Aber musste er diese Positionswechsel wirklich vor dem so wichtigen Rheinderby vornehmen? Denn nun könnte der Eindruck entstehen, dass Roses Entscheidungen beeinträchtigt sein könnten, weil er sich längst für einen anderen Arbeitgeber entschieden hat. Immerhin wurde der 2019 aus Salzburg geholte Cheftrainer in den letzten Wochen des öfteren mit Borussia Dortmund in Verbindung gebracht. Roses Vertrag bei den Fohlen hat noch eine Laufzeit bis Ende Juni 2022. Jedoch hat er für den Sommer eine Austiegsklausel, die bei rund fünf Millionen Euro liegen soll.

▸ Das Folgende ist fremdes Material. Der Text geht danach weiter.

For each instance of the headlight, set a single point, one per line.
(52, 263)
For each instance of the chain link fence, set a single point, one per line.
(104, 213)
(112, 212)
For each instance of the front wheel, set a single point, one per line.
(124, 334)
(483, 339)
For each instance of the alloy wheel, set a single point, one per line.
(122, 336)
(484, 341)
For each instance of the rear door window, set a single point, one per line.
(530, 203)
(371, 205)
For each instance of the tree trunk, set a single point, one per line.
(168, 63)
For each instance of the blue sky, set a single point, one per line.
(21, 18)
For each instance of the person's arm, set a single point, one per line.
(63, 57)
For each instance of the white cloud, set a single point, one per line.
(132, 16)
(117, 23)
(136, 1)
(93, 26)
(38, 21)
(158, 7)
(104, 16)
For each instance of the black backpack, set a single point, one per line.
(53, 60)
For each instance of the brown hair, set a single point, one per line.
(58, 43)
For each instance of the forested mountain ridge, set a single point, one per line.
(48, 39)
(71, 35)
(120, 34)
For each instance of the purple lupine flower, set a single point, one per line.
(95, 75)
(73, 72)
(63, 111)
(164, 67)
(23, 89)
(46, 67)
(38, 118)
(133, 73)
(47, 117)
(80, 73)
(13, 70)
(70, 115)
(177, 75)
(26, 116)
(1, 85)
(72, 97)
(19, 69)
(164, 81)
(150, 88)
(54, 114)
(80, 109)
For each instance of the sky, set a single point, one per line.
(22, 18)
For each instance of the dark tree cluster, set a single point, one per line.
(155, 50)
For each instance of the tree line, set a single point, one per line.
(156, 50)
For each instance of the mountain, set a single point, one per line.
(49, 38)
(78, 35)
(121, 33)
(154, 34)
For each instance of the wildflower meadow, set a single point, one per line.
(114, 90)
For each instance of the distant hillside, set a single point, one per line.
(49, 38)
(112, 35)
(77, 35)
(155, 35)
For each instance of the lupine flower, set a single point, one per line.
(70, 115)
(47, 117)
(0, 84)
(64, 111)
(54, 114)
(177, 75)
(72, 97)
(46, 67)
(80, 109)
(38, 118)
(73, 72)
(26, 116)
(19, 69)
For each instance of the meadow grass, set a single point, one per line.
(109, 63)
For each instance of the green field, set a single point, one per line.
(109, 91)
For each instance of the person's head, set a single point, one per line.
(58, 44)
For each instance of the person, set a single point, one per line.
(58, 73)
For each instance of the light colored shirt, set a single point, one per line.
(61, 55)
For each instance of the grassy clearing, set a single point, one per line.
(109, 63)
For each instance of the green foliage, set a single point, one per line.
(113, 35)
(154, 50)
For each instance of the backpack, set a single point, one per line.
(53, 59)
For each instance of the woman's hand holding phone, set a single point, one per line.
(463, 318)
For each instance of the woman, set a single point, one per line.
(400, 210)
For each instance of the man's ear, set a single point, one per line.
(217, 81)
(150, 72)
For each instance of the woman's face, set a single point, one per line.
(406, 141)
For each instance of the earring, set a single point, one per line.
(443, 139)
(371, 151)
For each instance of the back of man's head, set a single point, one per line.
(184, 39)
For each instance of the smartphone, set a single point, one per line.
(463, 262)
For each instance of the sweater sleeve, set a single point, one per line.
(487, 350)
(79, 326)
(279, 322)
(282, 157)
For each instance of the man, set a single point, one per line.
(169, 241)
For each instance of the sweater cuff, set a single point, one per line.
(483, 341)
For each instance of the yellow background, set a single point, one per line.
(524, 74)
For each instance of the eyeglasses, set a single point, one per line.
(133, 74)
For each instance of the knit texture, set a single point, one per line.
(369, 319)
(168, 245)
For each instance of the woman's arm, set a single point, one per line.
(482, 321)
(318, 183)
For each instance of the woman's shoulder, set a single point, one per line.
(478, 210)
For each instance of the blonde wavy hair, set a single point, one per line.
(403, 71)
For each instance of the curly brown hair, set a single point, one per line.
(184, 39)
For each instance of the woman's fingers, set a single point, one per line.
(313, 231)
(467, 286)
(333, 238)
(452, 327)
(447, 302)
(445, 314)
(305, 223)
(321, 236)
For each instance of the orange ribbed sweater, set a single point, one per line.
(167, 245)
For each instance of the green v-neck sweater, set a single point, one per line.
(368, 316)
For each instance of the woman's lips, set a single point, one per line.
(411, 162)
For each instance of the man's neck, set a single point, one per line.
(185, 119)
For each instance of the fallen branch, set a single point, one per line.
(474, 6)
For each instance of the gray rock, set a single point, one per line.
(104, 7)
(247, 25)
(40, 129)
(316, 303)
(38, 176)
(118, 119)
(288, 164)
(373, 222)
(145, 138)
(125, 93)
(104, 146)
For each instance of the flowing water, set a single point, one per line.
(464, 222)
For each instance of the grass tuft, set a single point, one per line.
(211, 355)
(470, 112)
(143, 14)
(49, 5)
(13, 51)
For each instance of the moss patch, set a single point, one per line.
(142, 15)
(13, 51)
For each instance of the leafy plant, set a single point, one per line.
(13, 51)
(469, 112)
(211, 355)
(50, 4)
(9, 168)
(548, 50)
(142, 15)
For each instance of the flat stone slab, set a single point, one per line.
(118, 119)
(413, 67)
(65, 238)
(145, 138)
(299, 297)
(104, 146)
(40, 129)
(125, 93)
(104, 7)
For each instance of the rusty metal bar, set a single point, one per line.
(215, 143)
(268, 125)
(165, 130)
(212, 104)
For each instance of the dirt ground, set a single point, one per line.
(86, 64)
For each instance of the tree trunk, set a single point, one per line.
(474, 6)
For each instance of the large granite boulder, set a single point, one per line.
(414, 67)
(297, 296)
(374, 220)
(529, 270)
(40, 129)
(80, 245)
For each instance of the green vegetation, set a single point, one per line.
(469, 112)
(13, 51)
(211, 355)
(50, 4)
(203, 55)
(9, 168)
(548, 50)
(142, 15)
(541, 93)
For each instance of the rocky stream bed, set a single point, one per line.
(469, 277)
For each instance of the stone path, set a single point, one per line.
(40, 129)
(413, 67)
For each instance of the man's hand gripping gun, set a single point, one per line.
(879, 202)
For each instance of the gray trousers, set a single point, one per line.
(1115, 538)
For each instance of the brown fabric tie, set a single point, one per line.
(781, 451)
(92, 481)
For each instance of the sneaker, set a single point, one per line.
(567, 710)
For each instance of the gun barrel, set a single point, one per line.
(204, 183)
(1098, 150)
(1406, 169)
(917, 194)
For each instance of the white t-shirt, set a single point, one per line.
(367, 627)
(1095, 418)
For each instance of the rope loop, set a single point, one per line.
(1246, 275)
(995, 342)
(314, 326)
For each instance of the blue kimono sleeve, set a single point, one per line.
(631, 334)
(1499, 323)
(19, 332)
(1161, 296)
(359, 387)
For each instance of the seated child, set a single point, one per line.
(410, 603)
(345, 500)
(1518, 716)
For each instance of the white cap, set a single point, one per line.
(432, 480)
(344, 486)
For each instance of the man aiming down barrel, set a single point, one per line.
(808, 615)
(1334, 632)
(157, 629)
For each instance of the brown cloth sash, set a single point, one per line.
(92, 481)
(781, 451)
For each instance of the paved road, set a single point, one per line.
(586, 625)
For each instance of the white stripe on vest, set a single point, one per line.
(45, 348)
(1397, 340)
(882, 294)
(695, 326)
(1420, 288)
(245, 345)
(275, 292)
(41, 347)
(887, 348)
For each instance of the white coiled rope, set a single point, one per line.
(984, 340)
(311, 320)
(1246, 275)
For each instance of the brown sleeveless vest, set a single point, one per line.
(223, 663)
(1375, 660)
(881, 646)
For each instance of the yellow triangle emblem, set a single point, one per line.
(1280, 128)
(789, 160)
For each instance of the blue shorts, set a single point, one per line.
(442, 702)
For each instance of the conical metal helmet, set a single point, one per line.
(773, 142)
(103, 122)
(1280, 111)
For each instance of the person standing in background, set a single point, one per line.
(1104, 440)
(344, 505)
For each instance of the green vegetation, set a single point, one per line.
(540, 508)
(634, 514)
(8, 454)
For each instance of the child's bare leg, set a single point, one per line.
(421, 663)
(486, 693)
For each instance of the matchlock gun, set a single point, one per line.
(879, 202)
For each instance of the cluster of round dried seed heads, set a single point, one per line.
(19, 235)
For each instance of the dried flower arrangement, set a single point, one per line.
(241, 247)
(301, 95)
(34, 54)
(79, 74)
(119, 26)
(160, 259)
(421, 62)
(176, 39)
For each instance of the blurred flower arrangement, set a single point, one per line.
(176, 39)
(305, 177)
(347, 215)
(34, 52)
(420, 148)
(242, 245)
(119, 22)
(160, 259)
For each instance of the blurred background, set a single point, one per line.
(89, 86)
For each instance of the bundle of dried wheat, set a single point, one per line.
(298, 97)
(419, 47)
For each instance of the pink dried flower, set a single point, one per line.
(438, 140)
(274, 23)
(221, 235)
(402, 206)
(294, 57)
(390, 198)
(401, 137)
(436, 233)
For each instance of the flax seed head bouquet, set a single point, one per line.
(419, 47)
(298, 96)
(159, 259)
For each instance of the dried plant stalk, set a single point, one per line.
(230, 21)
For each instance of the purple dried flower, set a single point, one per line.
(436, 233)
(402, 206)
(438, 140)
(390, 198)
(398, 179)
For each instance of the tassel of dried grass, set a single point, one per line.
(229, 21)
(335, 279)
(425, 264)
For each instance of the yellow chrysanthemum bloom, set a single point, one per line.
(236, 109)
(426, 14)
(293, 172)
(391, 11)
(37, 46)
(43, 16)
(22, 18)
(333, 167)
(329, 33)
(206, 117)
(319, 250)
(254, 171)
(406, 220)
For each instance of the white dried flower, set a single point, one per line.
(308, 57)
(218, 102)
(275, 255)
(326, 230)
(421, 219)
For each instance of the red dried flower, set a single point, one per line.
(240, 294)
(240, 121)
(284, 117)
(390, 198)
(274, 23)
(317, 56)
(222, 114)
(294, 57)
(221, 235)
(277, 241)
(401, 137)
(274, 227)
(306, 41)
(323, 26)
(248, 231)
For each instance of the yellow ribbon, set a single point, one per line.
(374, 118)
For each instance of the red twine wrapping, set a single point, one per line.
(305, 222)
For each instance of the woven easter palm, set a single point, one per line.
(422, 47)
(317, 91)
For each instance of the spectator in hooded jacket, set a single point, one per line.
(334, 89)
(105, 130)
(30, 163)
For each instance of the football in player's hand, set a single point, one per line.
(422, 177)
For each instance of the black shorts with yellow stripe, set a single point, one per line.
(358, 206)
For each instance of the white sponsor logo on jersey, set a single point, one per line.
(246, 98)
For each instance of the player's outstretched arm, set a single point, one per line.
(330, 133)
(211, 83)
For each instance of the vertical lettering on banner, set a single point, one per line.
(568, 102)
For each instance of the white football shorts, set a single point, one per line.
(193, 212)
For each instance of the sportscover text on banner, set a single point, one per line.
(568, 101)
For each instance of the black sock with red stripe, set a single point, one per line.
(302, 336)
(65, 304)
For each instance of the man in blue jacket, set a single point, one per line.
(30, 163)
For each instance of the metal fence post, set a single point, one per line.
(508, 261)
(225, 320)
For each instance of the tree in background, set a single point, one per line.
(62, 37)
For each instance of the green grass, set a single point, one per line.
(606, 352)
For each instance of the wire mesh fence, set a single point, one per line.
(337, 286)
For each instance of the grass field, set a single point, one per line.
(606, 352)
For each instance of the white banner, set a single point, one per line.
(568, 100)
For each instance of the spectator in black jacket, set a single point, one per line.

Sein Statement dazu bei Sky: "Das Wichtigste ist, dass ich bei Borussia Mönchengladbach unter Vertrag stehe und sehr gerne hier bin." Aber auch auf mehrfache Nachfrage vermeidete der Coach auch am Sky Mikro ein klares Bekenntnis zu Gladbach. Das lässt viel Raum für Spekulationen.
Für die Fans ist das aber zu wenig, wie Sky Reporter Christopher Lymberopoulos findet. "Er soll sich positionieren, dann wissen alle woran sie dran sind, egal ob er sich für Dortmund entschieden hat oder in Mönchengladbach bleibt. Er mauert und tut so, als wenn er das nicht nachvollziehen kann, warum die Öffentlichkeit, der Verein und die Fans Klarheit brauchen. Wenn er dann so genervt wirkt, denkt man, er hat irgendwas zu verbergen."
"Kritik hat mit BVB-Gerüchten nichts zu tun"
Fan-Vertreter Weigand sieht es anders, für ihn habe die aktuelle Kritik an Rose nichts mit den Gerüchten um den BVB zu tun: "Wenn man gegen Köln verliert, ist es vollkommen unwichtig, was sonst um den Verein herum passiert - das geht in Mönchengladbach einfach nicht. Die Kritik der Fans war auf das Spiel bezogen und hatte mit den Dortmund-Gerüchten gar nichts zu tun."
Sportdirektor Max Eberl will indes "so schnell wie möglich eine Entscheidung haben, weil es für unsere Planungen wichtig ist". Es werde jedoch niemand "unter Druck" gesetzt.
Rose hingegen will "nicht jeden Tag Wasserstandsmeldungen abgeben." Eine Aussage, mit der er sich derzeit noch alle Türen offenhalten kann. Vielleicht will er auch einfach nur die sportliche Entwicklung beider Borussias abwarten. Oder aber er hat Dortmund längst seine Zusage gegeben und wartet auf den richtigen Moment der Verkündung.